Before we jump into model averaging and in particular, SSD Model Averaging, let’s backup a little and consider why we average and the advantages and disadvantages of averaging.

The pros and cons of averaging

We’re all familiar with the process of averaging. Indeed, averages are pervasive in everyday life - we talk of average income; mean sea level; average global temperature; average height, weight, age etc. etc. So what’s the obsession with averaging? It’s simple really - it’s what statisticians call data reduction which is just a fancy name to describe the process of summarising a lot of raw data using a small number of (hopefully) representative summary statistics such as the mean and the standard deviation.

Clearly, it’s a lot easier to work with just a single mean than all the individual data values. That’s the upside. The downside is that the process of data reduction decimates your original data - you lose information in the process. Nevertheless, the benefits tend to outweigh this information loss. Indeed, much of ‘conventional’ statistical theory and practice is focused on the mean. Examples include T-tests, ANOVA, regression, and clustering.

When we talk of an ‘average’ we are usually referring to the simple, arithmetic mean:\[\bar{X}=\frac{1}{n}\sum\limits_{i=1}^{n}{{{X}_{i}}}\] although we recognize there are other types of mean including the geometric mean, the harmonic mean and the weighted mean. The last of these is particularly pertinent to model averaging.

Weighted Averages

For the simple arithmetic mean, all of the individual values receive the same weighting - they each contribute \(\frac{1}{n}\) to the summation. While this is appropriate in many cases, it’s not useful when the components contribute to varying degrees.
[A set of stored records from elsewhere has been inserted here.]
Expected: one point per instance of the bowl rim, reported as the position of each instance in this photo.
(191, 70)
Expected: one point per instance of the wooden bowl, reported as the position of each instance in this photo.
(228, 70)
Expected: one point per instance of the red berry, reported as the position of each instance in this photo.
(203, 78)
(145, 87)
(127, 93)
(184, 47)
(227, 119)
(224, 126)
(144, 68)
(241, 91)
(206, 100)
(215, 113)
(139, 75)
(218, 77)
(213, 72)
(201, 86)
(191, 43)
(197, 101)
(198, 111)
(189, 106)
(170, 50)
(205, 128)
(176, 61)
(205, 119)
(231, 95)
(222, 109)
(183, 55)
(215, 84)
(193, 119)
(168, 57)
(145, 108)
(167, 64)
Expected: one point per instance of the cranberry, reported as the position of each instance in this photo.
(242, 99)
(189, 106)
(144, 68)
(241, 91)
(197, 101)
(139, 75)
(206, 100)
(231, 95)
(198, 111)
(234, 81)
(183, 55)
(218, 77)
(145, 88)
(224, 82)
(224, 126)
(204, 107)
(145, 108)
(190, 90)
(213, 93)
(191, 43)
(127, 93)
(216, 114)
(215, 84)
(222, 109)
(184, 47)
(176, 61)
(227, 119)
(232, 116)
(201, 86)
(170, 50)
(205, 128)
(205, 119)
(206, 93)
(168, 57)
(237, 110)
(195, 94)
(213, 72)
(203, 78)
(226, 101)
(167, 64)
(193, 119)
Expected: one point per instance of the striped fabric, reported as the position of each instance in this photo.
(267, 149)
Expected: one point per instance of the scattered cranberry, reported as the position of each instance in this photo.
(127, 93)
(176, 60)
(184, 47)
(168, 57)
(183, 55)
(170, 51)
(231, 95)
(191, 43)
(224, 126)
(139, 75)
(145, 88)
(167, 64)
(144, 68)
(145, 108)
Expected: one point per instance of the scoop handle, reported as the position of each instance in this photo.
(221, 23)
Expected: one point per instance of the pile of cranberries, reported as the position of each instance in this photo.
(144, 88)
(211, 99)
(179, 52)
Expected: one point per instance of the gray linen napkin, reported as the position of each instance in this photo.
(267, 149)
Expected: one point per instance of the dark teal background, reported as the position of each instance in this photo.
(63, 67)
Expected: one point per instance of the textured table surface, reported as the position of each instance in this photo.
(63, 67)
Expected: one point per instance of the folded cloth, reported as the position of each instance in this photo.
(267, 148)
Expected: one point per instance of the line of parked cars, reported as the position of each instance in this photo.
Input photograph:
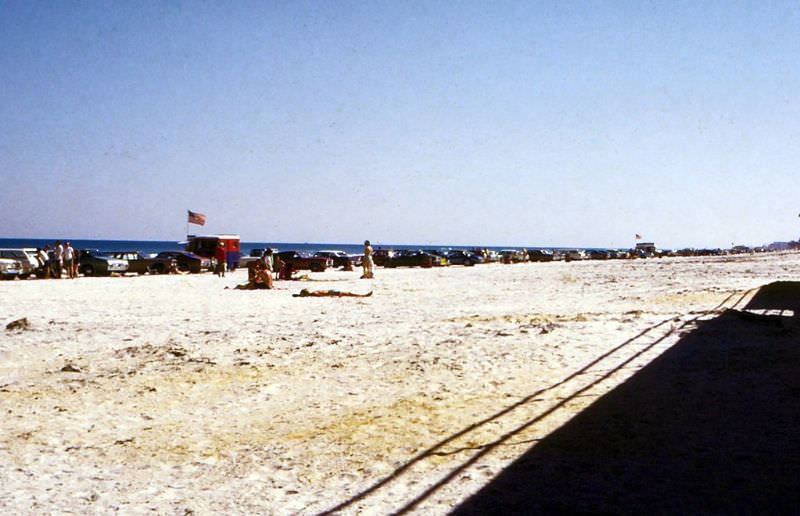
(25, 262)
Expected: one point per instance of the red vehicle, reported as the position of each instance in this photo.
(206, 246)
(301, 261)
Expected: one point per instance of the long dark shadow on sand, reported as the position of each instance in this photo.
(710, 426)
(434, 449)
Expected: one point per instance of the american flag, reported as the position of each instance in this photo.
(196, 218)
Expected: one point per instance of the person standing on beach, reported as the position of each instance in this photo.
(221, 255)
(367, 261)
(58, 259)
(267, 259)
(44, 262)
(69, 254)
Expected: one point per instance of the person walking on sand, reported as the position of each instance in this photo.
(367, 262)
(266, 258)
(44, 262)
(69, 254)
(221, 255)
(58, 259)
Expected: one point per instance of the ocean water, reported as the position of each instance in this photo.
(156, 246)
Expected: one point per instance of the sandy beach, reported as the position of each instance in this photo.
(176, 395)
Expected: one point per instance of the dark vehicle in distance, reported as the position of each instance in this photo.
(412, 259)
(187, 261)
(340, 258)
(28, 264)
(141, 264)
(512, 256)
(459, 257)
(599, 254)
(382, 256)
(301, 261)
(9, 269)
(94, 263)
(540, 255)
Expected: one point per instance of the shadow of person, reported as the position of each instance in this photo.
(710, 426)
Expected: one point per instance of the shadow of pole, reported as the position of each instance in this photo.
(707, 427)
(432, 450)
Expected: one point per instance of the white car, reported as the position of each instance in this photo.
(28, 261)
(9, 269)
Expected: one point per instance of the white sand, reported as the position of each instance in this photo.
(192, 397)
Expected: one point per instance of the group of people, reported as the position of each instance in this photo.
(61, 259)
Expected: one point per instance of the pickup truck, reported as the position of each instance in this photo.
(140, 264)
(300, 261)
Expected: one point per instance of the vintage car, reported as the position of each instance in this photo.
(382, 256)
(574, 255)
(460, 257)
(512, 256)
(540, 255)
(94, 263)
(9, 269)
(340, 258)
(413, 259)
(29, 264)
(187, 261)
(140, 264)
(300, 261)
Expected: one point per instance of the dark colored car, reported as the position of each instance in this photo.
(382, 256)
(187, 261)
(599, 254)
(412, 259)
(304, 262)
(340, 258)
(141, 264)
(540, 255)
(459, 257)
(94, 263)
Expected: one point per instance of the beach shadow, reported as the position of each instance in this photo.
(710, 426)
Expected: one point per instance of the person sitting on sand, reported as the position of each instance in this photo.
(221, 256)
(259, 277)
(277, 265)
(328, 293)
(287, 271)
(367, 262)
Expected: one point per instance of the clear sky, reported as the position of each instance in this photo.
(498, 123)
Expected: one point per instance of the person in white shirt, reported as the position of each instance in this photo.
(69, 254)
(58, 259)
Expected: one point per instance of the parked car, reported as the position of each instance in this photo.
(9, 268)
(340, 258)
(512, 256)
(459, 257)
(302, 261)
(540, 255)
(94, 263)
(187, 261)
(382, 256)
(599, 254)
(141, 264)
(573, 254)
(412, 259)
(28, 262)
An example familiar to ecotoxicologists is that of a time-varying concentration as shown in the figure below.



From the figure we see there are 5 concentrations going from left to to right: \(\left\{ 0.25,0.95,0.25,0.12,0.5 \right\}\).

If we were to take the simple arithmetic mean of these concentrations we get \(\bar{X}=0.414\). But this ignores the different durations of these 5 concentrations. Of the 170 hours, 63 were at concentration 0.25, 25 at concentration 0.95, 23 at concentration 0.25, 23 at concentration 0.12, and 36 at concentration 0.50. So if we were to weight these concentrations by time have:
\[{{{\bar{X}}}_{TW}}=\frac{\left( 63\cdot 0.25+25\cdot 0.95+23\cdot 0.25+23\cdot 0.12+36\cdot 0.50 \right)}{\left( 63+25+23+23+36 \right)}=\frac{56.01}{170}=0.33\]
So, our formula for a weighted average is:\[\bar{X}=\sum\limits_{i=1}^{n}{{{w}_{i}}{{X}_{i}}}\] with \(0\le {{w}_{i}}\le 1\) and \(\sum\limits_{i=1}^{n}{{{w}_{i}}=1}\).
Note, the simple arthmetic mean is just a special case of the weighted mean with \(\sum\limits_{i=1}^{n}{{{w}_{i}}=\frac{1}{n}}\) ; \(\forall i=1,\ldots ,n\)

Model Averaging

The weighted average acknowledges that the elements in the computation are not of equal ‘importance’. In the example above, this importance was based on the proportion of time that the concentration was at a particular level. Bayesians are well-versed in this concept - the elicitation of prior distributions for model parameters provides a mechanism for weighting the degree to which the analysis is informed by existing knowledge versus using a purely data-driven approach.

Model averaging is usually used in the context of estimating model parameters or quantities derived from a fitted model - for example an EC50 derived from a C-R model.

Let’s motivate the discussion using the following small dataset of toxicity estimates for some chemical.

#>  [1] 1.73 0.57 0.33 0.28 0.30 0.29 2.15 0.80 0.76 0.54 0.42 0.83 0.21 0.18 0.59

Now, suppose we have only two possibilities for fitting an SSD - both lognormal distributions. Model 1 is the LN(-1.067,0.414) distribution while Model 2 is the LN(-0.387,0.617) distribution.

A plot of the empirical cdf and Models 1 and 2 is shown below.

Emprirical cdf (black); Model 1(green); and Model 2 (blue)
Emprirical cdf (black); Model 1(green); and Model 2 (blue)


We see that Model 1 fits well in the lower, left region and poorly in the upper region, while the reverse is true for Model 2. So using either Model 1 or Model 2 is going to result in a poor fit overall. However, the obvious thing to do is to combine both models. We could just try using 50% of Model 1 and 50% of Model 2, but that may be sub-optimal. It turns out that the best fit is obtained by using 44% of Model 1 and 56% of Model 2.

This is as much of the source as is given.